But what does it mean when used in the Information Technology lexicon? Is it something to watch hawkishly, or is it something that holds the promise that we could know more, make better decisions, and innovate more rapidly?

When we talk about Big Data in IT, we mean information that is available in either very large quantities, or that is presented very rapidly. Usually we are referring to data sets that are large enough that it takes more than one computer to read and analyze it. Or we might be talking about data collected at such a pace that even moving it to a common storage resource is challenging.

Another facet of Big Data is variety. Most of the time, we are looking at information that doesn't come in a nicely structured, well groomed format. Often it is messy, comes in a variety of forms, and it may even defy transformation into an orderly and structured form.

We can dread it if we wish, but there are some hopeful implications that carry the promise of problem solving on a societal scale.

In the US, data scientists have used information from the National Climate Data Center to build accurate models to help food growers plan for maximum crop yield. The ability of humans to produce food in quantities sufficient to feed everyone is diminishing, and the discovery of more efficient means is imperative.

The collection of telemetry from motorists all over the country is used to feed mapping and navigation systems that help drivers make intelligent decisions about avoiding congestion. The data that comes from this effort is sufficiently valuable that it's not only Google and Apple who are collecting it. Auto manufacturers like Mercedes Benz have installed systems in most of their newer vehicles to begin the effort as well. The data will yield insights that go far beyond the question of how to avoid the next traffic jam.

It's not only large organizations and massive corporations that are collecting and deriving answers from large data sets. A retired journalist in Virginia has assembled a crime database that may provide insight into the identities of previously unidentified serial killers. This story in the New York Times profiles his efforts.

Not surprisingly, most of the profitable uses of Big Data center around marketing, both in the commercial and political marketplace. And there are certainly valid concerns about the implications of this activity.

But to brand a whole domain of IT innovation with the worries about potential abuse simply hides the many useful, even ground breaking possibilities that lie ahead.

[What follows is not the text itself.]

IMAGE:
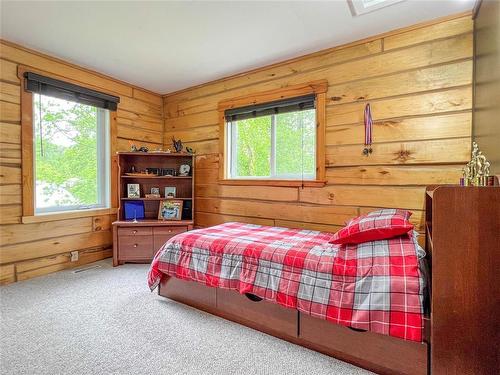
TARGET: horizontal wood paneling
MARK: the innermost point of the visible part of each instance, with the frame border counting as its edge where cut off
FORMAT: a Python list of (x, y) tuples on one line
[(418, 83), (29, 250)]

A quick look at the giant datasets freely available to the public on Amazon S3 reveals riches like OpenStreetMap, (a free, editable map of the world, created and maintained by volunteers.)  Common Crawl (A corpus of web crawl data composed of over 5 billion web pages), or GDELT (Over a quarter-billion records monitoring the world's news from nearly every country, updated daily).

Insight once available only to well-funded researchers and giant corporations could already be in the hands of strategists for universities, local governments, and hobbyists virtually everywhere.  The emergence of Big Data and the tools to derive meaning from it represent a big step forward in the realm of harnessing the body of human knowledge. While there may be dark implications for this, the overall picture is largely bright.